Cerré la libreta de golpe y lo miré directo, sin rodeos.

—Mira, Aníbal.

Él se giró un poco, sin sorpresa. Esperaba que le hablara, o tal vez llevaba un rato esperándolo.

—Eres empleado de Pierre —dije con claridad, sin bajar la voz—. Y la verdad… todo lo que tenga que ver con él no me interesa.

No cambió la expresión. Ni un gesto. Solo me escuchó.

—Así que haz tu trabajo, lo que sea que eso signifique. Pero no me hables. No me sigas más de lo necesario. Y no intentes hacer conversación.

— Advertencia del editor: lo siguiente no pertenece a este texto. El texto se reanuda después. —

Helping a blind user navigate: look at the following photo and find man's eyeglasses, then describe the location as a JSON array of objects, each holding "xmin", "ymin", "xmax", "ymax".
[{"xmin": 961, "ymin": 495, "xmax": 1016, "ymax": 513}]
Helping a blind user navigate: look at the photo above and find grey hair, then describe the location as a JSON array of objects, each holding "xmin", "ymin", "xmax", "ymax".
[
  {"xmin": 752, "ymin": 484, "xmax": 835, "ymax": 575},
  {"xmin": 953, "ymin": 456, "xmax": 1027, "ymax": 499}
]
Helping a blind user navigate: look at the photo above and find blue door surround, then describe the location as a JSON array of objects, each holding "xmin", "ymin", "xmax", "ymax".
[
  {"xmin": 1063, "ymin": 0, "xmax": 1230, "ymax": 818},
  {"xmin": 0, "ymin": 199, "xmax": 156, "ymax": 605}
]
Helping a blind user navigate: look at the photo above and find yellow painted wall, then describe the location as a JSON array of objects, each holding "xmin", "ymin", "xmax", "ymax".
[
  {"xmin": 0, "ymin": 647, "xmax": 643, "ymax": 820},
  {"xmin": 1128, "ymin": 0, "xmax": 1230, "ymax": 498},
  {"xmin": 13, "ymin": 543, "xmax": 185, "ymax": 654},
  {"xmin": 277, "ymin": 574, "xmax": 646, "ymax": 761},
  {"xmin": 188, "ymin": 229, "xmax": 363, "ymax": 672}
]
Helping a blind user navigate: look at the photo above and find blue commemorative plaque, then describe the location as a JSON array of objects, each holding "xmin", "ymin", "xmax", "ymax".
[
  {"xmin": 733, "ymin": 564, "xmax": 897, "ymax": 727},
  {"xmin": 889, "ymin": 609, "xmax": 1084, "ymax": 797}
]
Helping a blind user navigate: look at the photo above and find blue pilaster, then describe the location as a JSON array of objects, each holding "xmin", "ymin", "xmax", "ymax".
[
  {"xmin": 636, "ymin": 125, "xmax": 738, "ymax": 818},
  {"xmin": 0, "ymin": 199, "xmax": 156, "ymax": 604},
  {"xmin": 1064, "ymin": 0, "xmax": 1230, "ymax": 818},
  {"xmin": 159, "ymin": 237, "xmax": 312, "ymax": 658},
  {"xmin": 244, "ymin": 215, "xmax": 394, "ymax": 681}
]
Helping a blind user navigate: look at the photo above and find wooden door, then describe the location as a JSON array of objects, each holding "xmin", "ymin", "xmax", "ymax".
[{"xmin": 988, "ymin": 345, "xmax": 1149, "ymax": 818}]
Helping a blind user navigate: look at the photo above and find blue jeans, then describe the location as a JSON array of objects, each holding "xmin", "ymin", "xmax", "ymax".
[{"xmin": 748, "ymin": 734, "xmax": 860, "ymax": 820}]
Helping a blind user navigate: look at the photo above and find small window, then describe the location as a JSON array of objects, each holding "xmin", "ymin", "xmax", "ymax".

Me paré y sacudí la arena de mi vestido.

—Yo voy a seguir haciendo el mío —añadí, señalando la libreta contra mi pecho.

Esperé una reacción.

Un intento de imponer autoridad.

Alguna frase que confirmara lo que temía: que él era uno más del lado de Pierre, de esos que seguían órdenes sin cuestionar nada.

Pero él solo asintió con la cabeza, lento.

—Entendido.

No sabía si confiar en él. No debía, en realidad. Era absurdo siquiera pensarlo.

Tal vez tenía instrucciones. Tal vez tenía una cámara escondida en el bolsillo.

No importaba.

Si quería sobrevivir, tendría que asumir que todo el mundo era potencialmente mi enemigo. Hasta que me demostraran lo contrario.

Y eso no se ganaba con silencios amables.

Se ganaba con lealtad. Y tiempo.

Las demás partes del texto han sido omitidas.